Five charges, q each are placed at the corners of a regular pentagon of side a. (Refer the adjoining figure)
(a) (i) What will be the electric field at O, if the centre of the pentagon?
(ii) What will be the electric field at O if the charge from one of the corners (say A) is removed?
(iii) What will be the electric field at O if the charge q at A is replaced by -q?
(b) How would your answer to (a) be affected if pentagon is replaced by n-sided regular polygon with charge q at each of its corners?

(a) (i) The magnitude of the electric field intensity at the centre of the pentagon is the same for all the charges, and all these five electric field vectors are directed away from each corner of the pentagon towards the centre. These electric field vectors will make a `72^@` angle with the electric field of its adjacent particle. If we arrange all the five vectors in an order such that the tail of one is placed on the head of the other, then we can see that the polygon will get completed and the resultant will become zero.
(ii)The resultant of all five vectors is zero, hence we can say that the resultant of any four of them will be equal and opposite to the electric field intensity of the fifth particle.

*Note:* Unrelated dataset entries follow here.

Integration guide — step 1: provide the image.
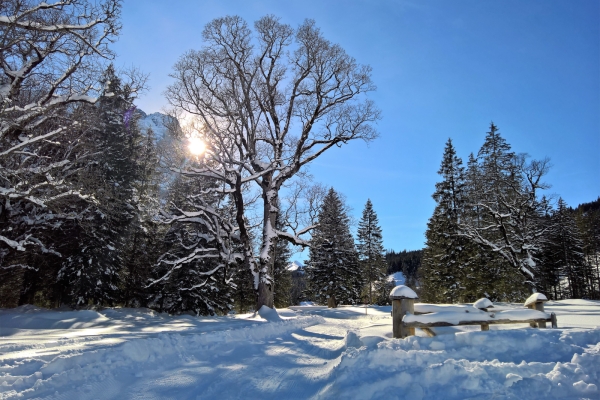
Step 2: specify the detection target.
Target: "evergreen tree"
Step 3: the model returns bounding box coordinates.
[460,123,548,300]
[306,188,363,308]
[148,172,236,315]
[544,198,591,298]
[59,65,141,306]
[420,139,470,303]
[356,199,388,304]
[121,129,166,307]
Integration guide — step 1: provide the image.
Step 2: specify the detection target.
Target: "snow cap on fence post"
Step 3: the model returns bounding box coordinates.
[524,293,548,307]
[390,285,419,300]
[390,285,419,338]
[524,293,548,328]
[473,297,494,311]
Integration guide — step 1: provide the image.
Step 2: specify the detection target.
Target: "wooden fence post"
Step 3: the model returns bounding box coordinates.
[390,285,418,339]
[525,293,556,328]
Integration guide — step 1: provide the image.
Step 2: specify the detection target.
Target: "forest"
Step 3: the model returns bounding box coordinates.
[0,0,600,315]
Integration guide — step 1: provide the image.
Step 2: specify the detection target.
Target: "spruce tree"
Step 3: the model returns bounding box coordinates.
[356,199,388,304]
[59,65,141,306]
[147,172,236,315]
[544,198,591,298]
[306,188,363,308]
[421,139,470,303]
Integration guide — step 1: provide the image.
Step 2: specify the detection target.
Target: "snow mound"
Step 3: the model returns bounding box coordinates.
[390,285,419,299]
[473,297,494,309]
[332,329,600,399]
[345,331,363,348]
[388,272,406,286]
[525,293,548,307]
[258,306,282,322]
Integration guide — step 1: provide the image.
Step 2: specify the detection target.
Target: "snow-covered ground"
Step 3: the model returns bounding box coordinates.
[0,300,600,399]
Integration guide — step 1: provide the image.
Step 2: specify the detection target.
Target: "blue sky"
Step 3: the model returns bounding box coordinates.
[114,0,600,251]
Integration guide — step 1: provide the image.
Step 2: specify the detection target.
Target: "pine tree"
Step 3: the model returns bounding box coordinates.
[148,172,236,315]
[59,65,141,306]
[356,199,388,304]
[460,123,548,301]
[421,139,471,303]
[545,198,591,298]
[306,188,363,308]
[121,129,166,307]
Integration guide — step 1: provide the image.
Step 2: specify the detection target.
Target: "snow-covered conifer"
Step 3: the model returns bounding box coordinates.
[306,188,363,307]
[356,199,389,304]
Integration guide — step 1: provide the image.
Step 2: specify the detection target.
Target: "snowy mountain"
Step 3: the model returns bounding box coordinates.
[388,272,406,286]
[287,261,304,274]
[136,109,173,142]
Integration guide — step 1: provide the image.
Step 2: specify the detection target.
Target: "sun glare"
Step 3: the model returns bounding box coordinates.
[188,137,206,156]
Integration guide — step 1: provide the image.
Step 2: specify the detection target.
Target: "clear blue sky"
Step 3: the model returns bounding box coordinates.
[114,0,600,251]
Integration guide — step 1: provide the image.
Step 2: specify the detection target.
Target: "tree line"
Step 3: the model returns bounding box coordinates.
[0,0,379,314]
[419,123,600,303]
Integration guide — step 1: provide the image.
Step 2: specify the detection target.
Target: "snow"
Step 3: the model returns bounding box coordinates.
[0,300,600,400]
[524,293,548,307]
[388,272,406,286]
[287,261,304,273]
[390,285,419,299]
[136,109,172,142]
[403,307,550,325]
[473,297,494,309]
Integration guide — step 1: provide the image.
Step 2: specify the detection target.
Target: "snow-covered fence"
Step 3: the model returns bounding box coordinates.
[390,285,557,338]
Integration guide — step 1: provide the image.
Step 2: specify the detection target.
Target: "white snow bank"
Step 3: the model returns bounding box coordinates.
[258,306,282,322]
[390,285,419,299]
[524,293,548,307]
[0,310,324,399]
[322,329,600,400]
[473,297,494,309]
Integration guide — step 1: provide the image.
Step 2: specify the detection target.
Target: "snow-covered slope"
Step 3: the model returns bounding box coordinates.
[0,300,600,400]
[136,110,171,142]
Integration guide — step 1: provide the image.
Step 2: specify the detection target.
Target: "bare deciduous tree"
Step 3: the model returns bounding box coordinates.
[166,16,379,308]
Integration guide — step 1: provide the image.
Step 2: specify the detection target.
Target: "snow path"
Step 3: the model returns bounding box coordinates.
[0,300,600,400]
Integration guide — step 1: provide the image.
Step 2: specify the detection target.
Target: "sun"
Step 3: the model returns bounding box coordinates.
[188,137,206,156]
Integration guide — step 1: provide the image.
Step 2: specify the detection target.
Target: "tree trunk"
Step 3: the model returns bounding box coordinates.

If the charged particle at A is removed, then the net electric field intensity at point O will be directed from point O towards point A with the same magnitude as due to the particle at point A. Hence the electric field intensity at the centre becomes `q/(4piepsilon_0r^2)` from point O towards point A.
(iii) If the charge at point A is replaced by another -q charge, then the electric field of-q charge will also be added in the same direction along OA to make the resultant two times the value mentioned above in (ii), hence the electric field will be `(2q)/(4piepsilon_0r^2)` from point O towards point A.
(b)The answers will not be affected if it were any other regular polygon instead of a pentagon.